The premise of the book is that while the number of jobs in traditional industries has declined, technology has opened doors that were previously unavailable for rural workers. While visiting rural communities throughout Utah, he realized that rural approaches to economic development that worked for previous generations are not working today.
As an example, he points to the number of jobs decreasing dramatically in farming, logging, mining and manufacturing. “Modern technology makes it possible for one person to accomplish more than a group of people could in the past. Machines have replaced human labor,” Albrecht says.
This technology now is making it possible to live anywhere while staying connected and marketing your skills and your products. It has changed the rural way-of-life, decreasing employment in all major sectors of our economy that have traditionally been primary places where rural people worked.
In Utah’s rural communities, typically, when demand for one type of labor force decreases, new opportunities present themselves. Albrecht notes: “Traditional rural jobs are gone, and they’re not coming back. Small towns need to think differently about economic development and think outside the box.”

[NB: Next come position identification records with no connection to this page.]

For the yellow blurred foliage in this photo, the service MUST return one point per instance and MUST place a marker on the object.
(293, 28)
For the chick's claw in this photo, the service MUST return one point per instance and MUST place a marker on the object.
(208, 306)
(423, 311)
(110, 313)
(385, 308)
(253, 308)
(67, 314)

Today’s workforce requires getting education and training beyond high school. “I hope more people recognize, and encourage workers of all ages, to get additional training and education. It is needed more now than ever,” Albrecht says.
Preparing Utah’s labor force for 21st-century jobs is exactly what Utah State University is doing. Through its Rural Online Initiative Master Remote Work Professional Certificate, the university makes it possible to live in beautiful and remote places, while making a living. The program connects rural communities with remote work possibilities and offers workers flexible schedules while enjoying a greater work-life balance.
For Albrecht, the most enjoyable part of writing the book was listening to and learning from rural residents while witnessing the development and launch of creative ideas.
He is working on a second book, Building a Resilient Twenty-First Century Economy for Rural America. The new book looks at sectors traditionally dependent on rural economies and analyzes what happened to them over time.